Pension Schemes Of SBI – NPS Account Vs PPF Account
Pension Schemes of SBI – NPS Account Vs PPF Account
State Bank of India (SBI) offers a host of services under its personal banking portfolio including the National Pension System (NPS) account and PPF (Public Provident Fund) account. Both the PPF and NPS account offer financial security to subscribers at a later stage of life. PPF account provides an investment avenue with decent returns coupled with income tax benefits, said SBI on its portal- sbi.co.in. National Pension System (NPS) is a defined contribution pension system that provides social security to all citizens of India. It is administered and regulated by Pension Fund Regulatory and Development Authority (PFRDA).
SBI’s PPF account
Individuals in their own name as well as on behalf of a minor can open PPF account at any branch. As per extant instructions, opening of PPF accounts in the name of Hindu undivided family is not permitted. A minimum of Rs. 500 subject to a maximum of Rs. 1,50,000 per annum can be deposited, said SBI. The amount can be deposited in lump sum or in a maximum of 12 installments per year.
The original duration of SBI’s PPF account is 15 years. Thereafter, on application by the subscriber, it can be extended for 1 or more blocks of 5 years each, as mentioned on SBI’s portal. The rate of interest of PPF account is determined by central government on quarterly basis. According to SBI, at present the rate of interest is 7.6 per cent per annum. Interest is calculated on the minimum balance (in PPF Account) between 5th day and end of the month and is paid on March 31 every year.
Under SBI’s PPF account, income tax benefits are available under Section 88 of Income Tax Act. Interest income is totally exempt from Income Tax. Amount outstanding to the credit is fully exempted from Wealth Tax also.
SBI’s NPS account
An NPS account can be opened by individuals between 18 and 65 years of age. An NPS account can be maintained at a minimum contribution of Rs. 6,000 a year. Investment in NPS can be used to avail a tax benefit up to Rs. 2 lakh in a financial year under Sections 80CCD(1) and Section 80CCD(2) of the Income Tax Act, said SBI.
The interest rate on NPS contribution is dependent on the pension fund manager (PFM) the account holder chooses.

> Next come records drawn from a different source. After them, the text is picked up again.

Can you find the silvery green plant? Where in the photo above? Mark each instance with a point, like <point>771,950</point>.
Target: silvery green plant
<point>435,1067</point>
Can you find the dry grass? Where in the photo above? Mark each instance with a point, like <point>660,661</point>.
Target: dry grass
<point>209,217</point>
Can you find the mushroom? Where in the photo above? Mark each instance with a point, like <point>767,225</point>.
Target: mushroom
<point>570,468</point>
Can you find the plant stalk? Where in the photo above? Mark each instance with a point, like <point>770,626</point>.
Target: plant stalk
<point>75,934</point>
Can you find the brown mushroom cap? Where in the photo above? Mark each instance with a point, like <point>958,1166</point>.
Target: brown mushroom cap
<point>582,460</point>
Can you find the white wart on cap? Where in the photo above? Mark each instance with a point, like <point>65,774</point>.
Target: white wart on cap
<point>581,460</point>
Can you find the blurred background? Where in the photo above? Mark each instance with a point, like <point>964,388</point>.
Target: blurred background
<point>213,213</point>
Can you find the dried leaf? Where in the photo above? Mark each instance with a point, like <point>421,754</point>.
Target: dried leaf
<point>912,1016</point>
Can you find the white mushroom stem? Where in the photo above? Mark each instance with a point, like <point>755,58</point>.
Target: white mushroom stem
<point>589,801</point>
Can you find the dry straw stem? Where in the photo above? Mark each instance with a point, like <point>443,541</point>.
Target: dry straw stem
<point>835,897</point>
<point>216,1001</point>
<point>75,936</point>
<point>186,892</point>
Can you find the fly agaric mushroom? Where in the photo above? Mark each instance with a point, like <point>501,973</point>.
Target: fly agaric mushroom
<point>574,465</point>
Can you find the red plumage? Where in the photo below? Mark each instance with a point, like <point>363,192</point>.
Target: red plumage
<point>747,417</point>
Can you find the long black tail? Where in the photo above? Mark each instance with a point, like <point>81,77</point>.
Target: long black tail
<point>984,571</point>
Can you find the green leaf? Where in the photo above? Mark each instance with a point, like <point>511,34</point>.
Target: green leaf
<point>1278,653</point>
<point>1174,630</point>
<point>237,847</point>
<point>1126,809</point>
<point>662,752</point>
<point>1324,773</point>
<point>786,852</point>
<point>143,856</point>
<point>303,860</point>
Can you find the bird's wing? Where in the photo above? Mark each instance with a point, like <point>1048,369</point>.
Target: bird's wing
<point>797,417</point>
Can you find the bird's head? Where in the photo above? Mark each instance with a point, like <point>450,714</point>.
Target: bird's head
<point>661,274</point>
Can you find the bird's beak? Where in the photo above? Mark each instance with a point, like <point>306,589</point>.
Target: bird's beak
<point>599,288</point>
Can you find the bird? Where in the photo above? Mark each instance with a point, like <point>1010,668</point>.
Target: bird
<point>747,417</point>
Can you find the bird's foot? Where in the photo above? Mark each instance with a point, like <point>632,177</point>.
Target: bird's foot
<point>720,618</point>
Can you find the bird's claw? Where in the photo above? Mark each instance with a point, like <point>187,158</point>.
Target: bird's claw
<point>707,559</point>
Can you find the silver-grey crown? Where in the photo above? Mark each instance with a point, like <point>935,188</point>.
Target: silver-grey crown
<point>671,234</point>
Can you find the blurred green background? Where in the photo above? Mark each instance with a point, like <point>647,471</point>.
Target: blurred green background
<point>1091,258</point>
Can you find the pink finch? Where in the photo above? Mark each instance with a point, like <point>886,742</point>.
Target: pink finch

NPS has a longer lock-in than PPF account and the corpus stays locked-in till the age of 60 years. Withdrawal before 60 is also allowed but in that case at least 80 per cent of the corpus ought to be allocated to annuity, which is a tax-free withdrawal.
NPS offers two types of accounts: Tier 1 and Tier 2. While the Tier 1 NPS account is strictly a pension account which doesn’t allow withdrawals, the Tier 2 account – known as investment account – allows withdrawals. The Tier 1 NPS account offers tax benefits while the Tier 2 NPS account doesn’t offer any such benefit.